I have a building with three 16 foot wide bays. The outside two have overhead doors. For some reason I got the one door 12 feet wide and the other 10 feet wide. I wish they were both 12 feet wide.

If I were building again I would have lower ceilings in the middle bay which I heat and where I bottle honey. I believe it would be warmer with lower ceilings.


----------



## jim lyon (Feb 19, 2006)

Rich, you are right on the mark with the 16' ceiling height, more bang for the buck going vertical and figure on picking up a good used forklift. I'll echo what others have said about door size, 10' high is probably fine for most purposes but I will see that 12' wide suggestion and raise them 2'. I put in a 12' high and 14' wide door and haven't regretted it as we are constantly maneuvering trucks and forklifts in and out and the extra width sure makes things easier as the pad in front is often used as a loading area.


----------



## Broke-T (Jul 9, 2008)

We have around 500 hives and have a 40 x 80 building with 12 ft sidewalls and a 16 ft rollup door.. In one corner we have a 16 x 22 extracting room. The bottling is still done in my mothers enclosed garage. We have a hot room that will hold 2 pallets at a time. We store extracted comb outside in a steel shipping container. Mating nucs for queen rearing are stored in another building. 

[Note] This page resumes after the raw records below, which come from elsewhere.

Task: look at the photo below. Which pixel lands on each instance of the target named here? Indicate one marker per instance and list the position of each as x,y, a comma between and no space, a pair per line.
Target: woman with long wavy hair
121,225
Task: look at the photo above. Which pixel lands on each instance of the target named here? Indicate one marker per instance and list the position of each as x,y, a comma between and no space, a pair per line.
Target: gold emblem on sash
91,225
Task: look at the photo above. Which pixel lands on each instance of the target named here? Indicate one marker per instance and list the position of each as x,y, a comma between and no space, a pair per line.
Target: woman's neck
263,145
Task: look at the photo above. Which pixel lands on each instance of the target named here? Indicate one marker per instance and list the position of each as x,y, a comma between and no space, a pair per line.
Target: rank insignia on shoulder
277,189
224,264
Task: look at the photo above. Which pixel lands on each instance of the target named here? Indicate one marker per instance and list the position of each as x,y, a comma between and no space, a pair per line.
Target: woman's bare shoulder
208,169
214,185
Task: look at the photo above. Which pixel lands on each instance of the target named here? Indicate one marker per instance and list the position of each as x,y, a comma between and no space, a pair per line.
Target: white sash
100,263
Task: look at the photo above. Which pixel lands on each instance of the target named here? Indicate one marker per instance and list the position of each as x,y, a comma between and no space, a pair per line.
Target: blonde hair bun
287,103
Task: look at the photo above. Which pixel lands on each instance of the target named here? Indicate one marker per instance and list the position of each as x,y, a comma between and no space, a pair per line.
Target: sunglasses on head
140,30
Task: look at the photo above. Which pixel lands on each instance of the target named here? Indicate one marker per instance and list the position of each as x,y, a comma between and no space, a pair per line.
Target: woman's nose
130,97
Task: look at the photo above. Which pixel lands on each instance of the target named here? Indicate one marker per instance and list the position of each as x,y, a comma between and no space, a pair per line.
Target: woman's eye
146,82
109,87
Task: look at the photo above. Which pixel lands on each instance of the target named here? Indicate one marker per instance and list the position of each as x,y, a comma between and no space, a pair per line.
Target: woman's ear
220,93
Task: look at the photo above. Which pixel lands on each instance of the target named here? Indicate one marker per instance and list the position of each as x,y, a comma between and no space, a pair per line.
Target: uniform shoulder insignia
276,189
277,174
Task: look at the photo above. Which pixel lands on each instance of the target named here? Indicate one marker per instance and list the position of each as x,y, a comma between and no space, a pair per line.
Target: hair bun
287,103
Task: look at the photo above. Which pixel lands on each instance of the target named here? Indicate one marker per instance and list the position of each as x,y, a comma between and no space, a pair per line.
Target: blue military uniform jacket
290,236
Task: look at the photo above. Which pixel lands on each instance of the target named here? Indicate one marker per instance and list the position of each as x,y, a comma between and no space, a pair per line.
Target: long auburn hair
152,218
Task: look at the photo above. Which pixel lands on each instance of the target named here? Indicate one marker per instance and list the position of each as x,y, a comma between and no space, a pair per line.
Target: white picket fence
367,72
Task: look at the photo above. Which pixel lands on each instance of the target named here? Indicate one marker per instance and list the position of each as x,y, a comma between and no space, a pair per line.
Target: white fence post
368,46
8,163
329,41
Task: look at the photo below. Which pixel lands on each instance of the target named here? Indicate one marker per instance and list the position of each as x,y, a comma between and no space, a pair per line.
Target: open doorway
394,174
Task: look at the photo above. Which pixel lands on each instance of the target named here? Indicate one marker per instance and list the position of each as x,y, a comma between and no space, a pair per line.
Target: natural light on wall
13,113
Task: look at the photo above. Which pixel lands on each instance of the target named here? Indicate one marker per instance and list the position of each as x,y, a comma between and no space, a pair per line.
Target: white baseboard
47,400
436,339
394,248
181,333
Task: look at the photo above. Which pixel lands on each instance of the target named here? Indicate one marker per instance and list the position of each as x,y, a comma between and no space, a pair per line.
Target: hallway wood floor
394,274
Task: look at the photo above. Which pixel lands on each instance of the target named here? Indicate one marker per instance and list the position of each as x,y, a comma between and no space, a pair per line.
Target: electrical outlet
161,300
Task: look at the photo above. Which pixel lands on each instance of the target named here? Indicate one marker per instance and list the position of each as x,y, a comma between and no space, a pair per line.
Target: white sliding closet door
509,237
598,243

I still have to go outside to change my mind. I would say you need at least twice what you are planning.

Johnny


----------



## jim lyon (Feb 19, 2006)

Obviously it depends on a lot of different factors. i just built a 54'x88'x14' high addition a year ago and a little quick math tells me I have a little under 30 cubic feet of storage for every colony we operate and I feel I am swimming in extra space, we even have plenty of room to pull in trucks and forklifts when needed. What Rich is proposing would allow him 60 cubic feet per hive while Johnny has 77 cu. ft and would like considerably more. I dunno. 
Here is a pic from last Winter with the last of our bees parked inside out of the weather because they couldn't fit on the last truckload south.


----------



## The Honey Householder (Nov 14, 2008)

2011 I did an all steel building at 16X50x100. Two rollup was 10x10 and 10x14, wish they were 12' wide instead. If I did it all over again I would have went 18' high, because I have a 2 bedroom apartment and office above the extracting area. Would have been nice to have had a little more head room. Warehouse space is 50X75 pallet racks along some wall for pallets of glass and other small supplies. 50X75 seem like a lot of space until you have loads of honey stack up and a load and half wax waiting to melted up. Only wish I could get a truck in the build. The fork lift sets in the place where the truck should. Poured a 75X75 pad in front to unload and load. 
1000 hives and custom extract two other operations we had storage container down along the pad to get more space this year. Looking to add roof and walls to the pad maybe next year. 

I would say go as big as you can afford X2. If business does good it still won't be big enough. Oh ya. Pole barns are a lot easier then all steel builds when it comes to finishing thing off. 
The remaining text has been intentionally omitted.